3° La pratique de la fécondation artificielle dans le mariage faisant appel à une tierce personne est toujours défendue :

La fécondation artificielle dans le mariage, mais produite par l'élément actif d'un tiers, est également immorale et, comme telle, à réprouver sans appel.

Seuls les époux ont un droit réciproque sur leur corps pour engendrer une vie nouvelle, droit exclusif, incessible, inaliénable. Et cela doit être, en considération aussi de l'enfant. A quiconque donne la vie à un petit être, la nature impose, en vertu même de ce lien, la charge de sa conservation et de son éducation. Mais entre l'époux légitime et l'enfant, fruit de l'élément actif d'un tiers (l'époux fût-il consentant) il n'existe aucun lien d'origine, aucun lien moral et juridique de procréation conjugale.

4° La pratique de la fécondation artificielle dans le mariage par les époux eux-mêmes demeure illégitime :

Quant à la licéité de la fécondation artificielle dans le mariage qu'il Nous suffise, pour l'instant, de rappeler ces principes de droit naturel : le simple fait que le résultat auquel on vise est atteint par cette voie, ne justifie pas l'emploi du moyen lui-même ; ni le désir, en soi très légitime chez les époux, d'avoir un enfant, ne suffit pas à prouver la légitimité du recours à la fécondation artificielle qui réaliserait ce désir.

Il serait faux de penser que la possibilité de recourir à ce moyen pourrait rendre valide le mariage entre personnes inaptes à le contracter du fait de l'impedimentum impo-tentiae.

D'autre part, il est superflu d'observer que l'élément actif ne peut jamais être procuré licitement par des actes contre nature.

Bien que l'on ne puisse a priori exclure de nouvelles méthodes, pour le seul motif de leur nouveauté, néanmoins en ce qui touche la fécondation artificielle, non seulement il y a lieu d'être extrêmement réservé, mais il faut absolument l'écarter.

Il n'y a qu'un cas où les procédés nouveaux peuvent être employés, c'est pour faciliter l'acte naturel :

En parlant ainsi, on ne proscrit, pas nécessairement l'emploi de certains procédés artificiels destinés à faciliter l'acte naturel, soit à faire atteindre sa fin à l'acte naturel normalement accompli.

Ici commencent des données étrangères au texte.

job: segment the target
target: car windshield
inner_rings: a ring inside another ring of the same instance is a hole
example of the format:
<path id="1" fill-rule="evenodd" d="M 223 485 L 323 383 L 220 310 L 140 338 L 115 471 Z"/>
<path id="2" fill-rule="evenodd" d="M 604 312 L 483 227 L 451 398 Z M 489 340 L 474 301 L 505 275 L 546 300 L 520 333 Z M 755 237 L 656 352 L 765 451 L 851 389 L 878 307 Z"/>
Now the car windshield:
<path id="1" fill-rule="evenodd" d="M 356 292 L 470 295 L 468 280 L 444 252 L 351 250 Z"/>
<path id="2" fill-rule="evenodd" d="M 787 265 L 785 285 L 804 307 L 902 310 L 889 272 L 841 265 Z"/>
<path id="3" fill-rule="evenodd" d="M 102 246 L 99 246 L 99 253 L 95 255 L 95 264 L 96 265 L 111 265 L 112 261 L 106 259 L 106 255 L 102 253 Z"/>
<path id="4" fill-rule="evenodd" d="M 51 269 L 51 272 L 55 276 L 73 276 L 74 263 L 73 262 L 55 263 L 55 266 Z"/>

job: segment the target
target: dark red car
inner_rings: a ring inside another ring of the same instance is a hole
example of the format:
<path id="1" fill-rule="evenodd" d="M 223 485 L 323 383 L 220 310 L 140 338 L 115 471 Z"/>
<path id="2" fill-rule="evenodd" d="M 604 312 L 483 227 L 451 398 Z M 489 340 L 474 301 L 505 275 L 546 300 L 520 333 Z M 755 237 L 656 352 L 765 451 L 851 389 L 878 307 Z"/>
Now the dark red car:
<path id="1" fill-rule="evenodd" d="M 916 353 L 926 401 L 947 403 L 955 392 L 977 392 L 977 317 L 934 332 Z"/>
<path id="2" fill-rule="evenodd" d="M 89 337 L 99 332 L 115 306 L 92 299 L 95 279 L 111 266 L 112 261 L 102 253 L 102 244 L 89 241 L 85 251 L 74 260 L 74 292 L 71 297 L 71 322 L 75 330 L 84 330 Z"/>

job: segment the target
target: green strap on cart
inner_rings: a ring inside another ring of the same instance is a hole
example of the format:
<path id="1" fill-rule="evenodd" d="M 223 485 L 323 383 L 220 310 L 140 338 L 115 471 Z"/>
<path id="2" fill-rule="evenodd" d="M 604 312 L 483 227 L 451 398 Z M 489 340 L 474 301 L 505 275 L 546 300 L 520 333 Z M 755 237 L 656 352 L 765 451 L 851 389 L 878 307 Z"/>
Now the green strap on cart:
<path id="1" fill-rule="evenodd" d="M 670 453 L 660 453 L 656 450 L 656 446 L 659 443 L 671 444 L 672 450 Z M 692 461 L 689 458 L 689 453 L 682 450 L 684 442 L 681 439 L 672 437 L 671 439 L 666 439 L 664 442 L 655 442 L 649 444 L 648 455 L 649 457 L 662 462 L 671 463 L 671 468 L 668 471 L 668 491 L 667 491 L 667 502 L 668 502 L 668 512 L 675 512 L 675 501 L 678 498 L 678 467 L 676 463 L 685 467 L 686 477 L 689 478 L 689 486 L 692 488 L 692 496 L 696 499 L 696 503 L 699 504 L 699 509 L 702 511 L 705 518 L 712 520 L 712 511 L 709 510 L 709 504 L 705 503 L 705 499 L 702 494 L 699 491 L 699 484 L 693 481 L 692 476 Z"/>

Le Pape rappelle le principe tout à fait général qui doit servir de guide pour résoudre tous les cas :

Qu'on ne l'oublie pas : seule la procréation d'une nouvelle vie selon la volonté et le plan du Créateur porte avec elle, à un degré étonnant de perfection, la réalisation des buts poursuivis. Elle est à la fois conforme à la nature corporelle et spirituelle et à la dignité des époux, au développement normal et heureux de l'enfant.

Pie XII invite les médecins catholiques à pratiquer leurs devoirs et, par leur exemple, à entraîner les autres à respecter fidèlement les exigences de la morale :

Votre esprit sincèrement religieux, et votre présente démarche, chers fils et chères filles, sont un gage de votre indéfectible fidélité à tous vos devoirs de médecins catholiques, un gage aussi de votre volonté à contribuer, par votre exemple et votre influence, à promouvoir parmi vos collègues et vos disciples, parmi vos clients et leurs familles, les principes qui vous inspirent vous-mêmes. C'est dans cette confiance, que, avec toute l'effusion paternelle de Notre coeur, Nous vous donnons, à vous, à vos familles, à tous ceux qui vous sont chers, Notre Bénédiction apostolique.



INSTRUCTION DE LA S. CONGRÉGATION DES SACREMENTS concernant les oratoires domestiques

les autels portatifs, la célébration de la messe sans servant et la garde de la Sainte Eucharistie dans les chapelles privées
(1 octobre 1949) 1

1. Combien il convient à la sainteté du Sacrifice non-sanglant de la Loi nouvelle de n'être célébré qu'en un lieu honorable et digne, le soin diligent toujours employé par 1 Eglise catholique en témoigne suffisamment.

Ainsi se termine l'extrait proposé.